Jeff Bundschu, of Gundlach-Bundschu winery, interacted with a crew on his property one day toward the end of the fires.

“I’m all for it,” he said about the program. “If one of these guys applied for a job with me after their release, I would look really positively on their service with Cal Fire.”

Dmitra Smith, who lives in the Springs, is “incredibly appreciative” of the work done by the inmates, and she’s a proponent of the program. But as vice chair of the Sonoma County Human Rights Commission, she says she’s very uncomfortable with the low wages the prisoners receive.

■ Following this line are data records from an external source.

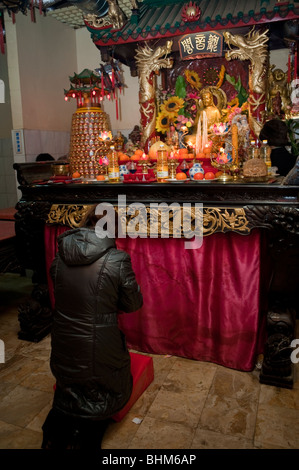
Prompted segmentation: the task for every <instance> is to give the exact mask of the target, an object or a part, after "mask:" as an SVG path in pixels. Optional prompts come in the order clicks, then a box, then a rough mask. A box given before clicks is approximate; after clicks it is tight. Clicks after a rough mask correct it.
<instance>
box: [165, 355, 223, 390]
mask: <svg viewBox="0 0 299 470" xmlns="http://www.w3.org/2000/svg"><path fill="white" fill-rule="evenodd" d="M216 370H217V366H216V365H215V364H210V363H208V362H197V361H191V360H189V361H186V360H181V359H180V358H179V359H178V360H177V361H176V362H175V364H174V365H173V367H172V368H171V370H170V372H169V374H168V375H167V377H166V379H165V380H164V382H163V385H162V388H163V390H165V391H172V392H178V393H181V392H183V391H186V390H192V391H194V392H198V393H200V392H202V391H208V390H209V388H210V387H211V384H212V381H213V378H214V375H215V373H216Z"/></svg>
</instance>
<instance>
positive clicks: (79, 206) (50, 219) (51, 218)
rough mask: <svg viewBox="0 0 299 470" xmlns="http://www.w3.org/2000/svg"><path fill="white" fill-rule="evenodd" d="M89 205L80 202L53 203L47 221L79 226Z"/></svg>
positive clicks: (48, 215)
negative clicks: (75, 203)
mask: <svg viewBox="0 0 299 470" xmlns="http://www.w3.org/2000/svg"><path fill="white" fill-rule="evenodd" d="M89 207H90V206H89V205H79V204H53V205H52V206H51V210H50V212H49V214H48V220H47V223H48V224H61V225H68V226H69V227H72V228H77V227H79V226H80V223H81V221H82V219H83V217H84V216H85V214H86V212H87V210H88V208H89Z"/></svg>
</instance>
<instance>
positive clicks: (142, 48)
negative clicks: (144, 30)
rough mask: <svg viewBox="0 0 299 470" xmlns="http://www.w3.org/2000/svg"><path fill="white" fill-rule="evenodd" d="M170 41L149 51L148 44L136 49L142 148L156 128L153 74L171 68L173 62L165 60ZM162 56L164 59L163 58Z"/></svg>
mask: <svg viewBox="0 0 299 470" xmlns="http://www.w3.org/2000/svg"><path fill="white" fill-rule="evenodd" d="M171 48H172V41H167V42H166V44H165V45H164V46H159V47H157V48H156V49H151V48H150V47H149V46H148V44H145V46H143V47H140V46H139V47H138V49H137V53H136V56H135V60H136V64H137V68H138V78H139V104H140V113H141V122H142V128H143V134H142V137H141V144H142V146H144V145H145V143H146V142H147V140H148V139H150V137H151V136H152V135H153V134H154V132H155V126H156V105H155V97H156V83H155V80H154V74H155V73H158V72H159V70H160V69H161V68H163V67H165V68H171V67H172V65H173V60H172V59H171V58H166V56H167V54H169V53H170V52H171ZM163 56H164V57H163Z"/></svg>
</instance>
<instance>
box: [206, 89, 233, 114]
mask: <svg viewBox="0 0 299 470" xmlns="http://www.w3.org/2000/svg"><path fill="white" fill-rule="evenodd" d="M207 91H209V92H210V93H212V95H213V96H215V98H216V100H217V103H216V106H217V108H218V109H219V111H220V113H222V110H223V109H226V107H227V96H226V93H225V92H224V91H223V90H222V89H221V88H217V87H216V86H206V87H204V88H202V89H201V90H200V93H199V96H200V98H201V100H202V95H203V93H205V92H207ZM201 109H203V108H201Z"/></svg>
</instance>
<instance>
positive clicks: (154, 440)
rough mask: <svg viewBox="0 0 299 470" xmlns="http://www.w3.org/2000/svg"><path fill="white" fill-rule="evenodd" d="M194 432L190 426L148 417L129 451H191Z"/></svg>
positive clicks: (137, 430)
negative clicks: (191, 447)
mask: <svg viewBox="0 0 299 470" xmlns="http://www.w3.org/2000/svg"><path fill="white" fill-rule="evenodd" d="M193 435H194V430H193V429H191V428H190V427H189V426H188V425H184V424H177V423H173V422H167V421H159V420H157V419H154V418H150V417H146V418H145V419H144V420H143V421H142V423H141V424H140V425H139V427H138V430H137V432H136V434H135V436H134V438H133V439H132V441H131V443H130V445H129V447H128V448H129V449H190V446H191V443H192V439H193Z"/></svg>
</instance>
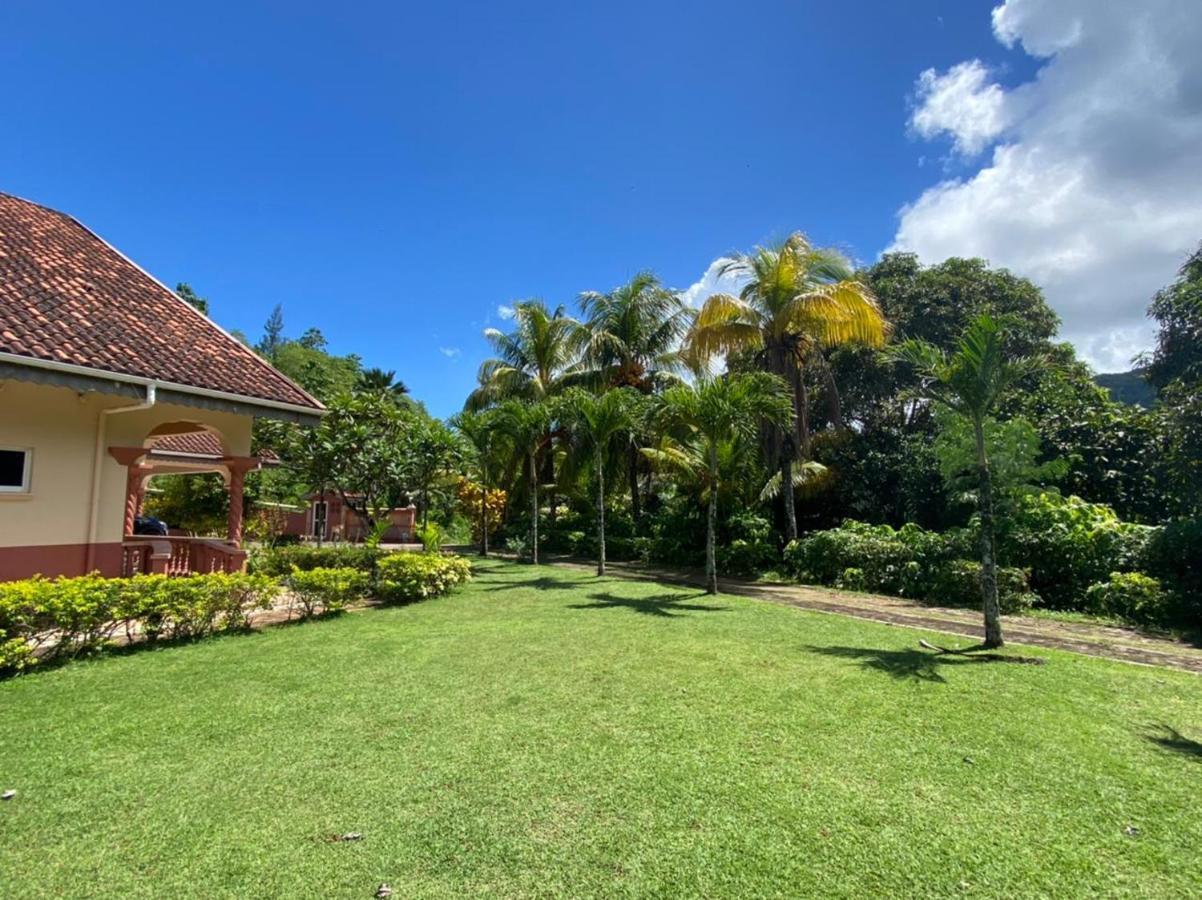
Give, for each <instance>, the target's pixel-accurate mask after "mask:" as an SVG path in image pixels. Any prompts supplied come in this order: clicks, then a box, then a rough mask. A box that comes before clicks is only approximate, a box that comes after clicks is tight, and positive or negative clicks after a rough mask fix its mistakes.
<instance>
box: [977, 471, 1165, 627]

“The inmates work 24 to 72 hours shifts, carrying 60-pound packs and doing the most physically challenging work – like digging trenches and hand-clearing brush,” she said. “I really wish they made more than $1 an hour.”

Smith knew that numerous inmate crews were risking their lives alongside traditional crews and she reached out to Capt. Tracy Snyder at the California Department of Corrections to find out how she could send them thank-you notes. Snyder told her that she had never gotten this request before.

“She told me that sending a letter or card could make a huge difference in their lives,” said Smith.

Snyder emailed Smith and said that thank-you notes would “provide the inmates with meaning, pride, and a feeling of accomplishment; many of them have never had any of those feelings in their lives.”

As of last week, almost 150 prisoner firefighters were still in and around Sonoma County, doing debris cleanup and clearing storm drains in advance of the winter rains.

“The inmates worked tirelessly up in the hills and they didn’t see all the encouraging signs, and get all the hugs and pose for selfies,” said Smith. “Sending them cards to say thank you is the least we can do.”